核兵器のない世界の平和と安全保障を求める努力をするというアメリカの決意。
America's commitment to seek the peace and security of a world without nuclear weapons.

・・・・・・・・・・・・・・・・・・・・・・・・・・・・・・・・・・・・・・・・・・・・・・・・・・・・・・・・・・・・・・・・・・・・・・・・・・・・・

いよいよアメリカの決意を表明する

 オバマがアメリカ大統領として自信をもって明言した「アメリカの決意」がここにある。

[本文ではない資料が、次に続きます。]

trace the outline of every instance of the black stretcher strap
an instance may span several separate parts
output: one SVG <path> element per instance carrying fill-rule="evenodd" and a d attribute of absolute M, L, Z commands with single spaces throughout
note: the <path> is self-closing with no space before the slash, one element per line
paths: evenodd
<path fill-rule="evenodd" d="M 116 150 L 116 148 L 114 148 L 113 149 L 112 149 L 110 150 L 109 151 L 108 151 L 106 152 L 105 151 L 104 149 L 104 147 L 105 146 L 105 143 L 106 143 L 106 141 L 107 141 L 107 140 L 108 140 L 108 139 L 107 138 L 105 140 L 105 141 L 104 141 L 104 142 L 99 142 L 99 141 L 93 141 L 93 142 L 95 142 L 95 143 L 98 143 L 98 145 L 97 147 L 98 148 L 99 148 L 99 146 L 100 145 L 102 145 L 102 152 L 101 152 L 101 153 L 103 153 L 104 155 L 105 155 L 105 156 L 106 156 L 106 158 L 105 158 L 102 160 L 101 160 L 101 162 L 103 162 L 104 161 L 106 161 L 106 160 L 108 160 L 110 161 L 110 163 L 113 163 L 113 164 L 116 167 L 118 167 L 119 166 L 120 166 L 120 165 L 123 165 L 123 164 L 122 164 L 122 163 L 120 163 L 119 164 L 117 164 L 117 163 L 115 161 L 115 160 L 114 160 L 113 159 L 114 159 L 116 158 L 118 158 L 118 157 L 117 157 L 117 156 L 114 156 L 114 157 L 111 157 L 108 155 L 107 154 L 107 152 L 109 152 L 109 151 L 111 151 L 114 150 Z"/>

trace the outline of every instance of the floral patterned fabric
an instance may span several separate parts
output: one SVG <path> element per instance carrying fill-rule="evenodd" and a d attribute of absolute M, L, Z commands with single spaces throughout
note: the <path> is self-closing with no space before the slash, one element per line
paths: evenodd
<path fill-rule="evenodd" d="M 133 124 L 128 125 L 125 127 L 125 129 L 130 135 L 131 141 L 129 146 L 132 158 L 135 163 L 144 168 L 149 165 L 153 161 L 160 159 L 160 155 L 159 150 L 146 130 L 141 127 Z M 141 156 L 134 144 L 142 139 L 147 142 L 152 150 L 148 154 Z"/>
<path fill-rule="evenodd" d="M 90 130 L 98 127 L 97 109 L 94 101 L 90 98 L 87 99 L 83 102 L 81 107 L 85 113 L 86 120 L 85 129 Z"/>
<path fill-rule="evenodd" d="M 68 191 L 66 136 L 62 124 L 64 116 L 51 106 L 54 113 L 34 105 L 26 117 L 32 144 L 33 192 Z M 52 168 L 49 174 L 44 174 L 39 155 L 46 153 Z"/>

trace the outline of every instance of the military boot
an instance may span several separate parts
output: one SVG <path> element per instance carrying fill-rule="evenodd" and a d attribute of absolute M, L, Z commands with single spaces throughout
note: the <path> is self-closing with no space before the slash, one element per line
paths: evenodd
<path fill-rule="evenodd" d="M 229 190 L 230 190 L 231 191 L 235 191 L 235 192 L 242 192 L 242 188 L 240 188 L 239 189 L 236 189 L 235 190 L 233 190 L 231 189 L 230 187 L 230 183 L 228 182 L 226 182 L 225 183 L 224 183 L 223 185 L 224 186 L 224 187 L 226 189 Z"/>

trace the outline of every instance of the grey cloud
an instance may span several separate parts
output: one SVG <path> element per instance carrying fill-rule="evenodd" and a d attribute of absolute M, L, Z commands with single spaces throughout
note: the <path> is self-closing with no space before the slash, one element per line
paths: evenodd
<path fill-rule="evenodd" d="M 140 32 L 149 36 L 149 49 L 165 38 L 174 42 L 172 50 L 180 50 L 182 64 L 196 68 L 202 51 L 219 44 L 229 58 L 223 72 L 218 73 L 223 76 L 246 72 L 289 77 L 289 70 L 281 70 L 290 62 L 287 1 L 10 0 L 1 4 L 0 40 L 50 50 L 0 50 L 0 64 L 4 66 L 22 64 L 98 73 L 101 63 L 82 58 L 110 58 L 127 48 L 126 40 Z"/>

アメリカが保有する核兵器は1万発以上。冷戦時代より少なくなったとは言え、世界中の核兵器の3分の1以上がいまもアメリカにある。そのアメリカの大統領が核兵器を全部なくすというのだから、世の中がひっくり返ると言ってもいいくらいのインパクトがある。会場は拍手と歓声に包まれ、この演説の一つのヤマ場となった。
 commitmentは約束であり、責任であり、義務である。ただの約束でなく、公に表明し、「本腰を入れて絶対にやる」ニュアンスがある。前項のstateといい、clearly and with convictionといい、オバマは、これ以上ないほど、核兵器廃絶という将来に対する情熱と決意を表すために言葉を尽くしていると言える。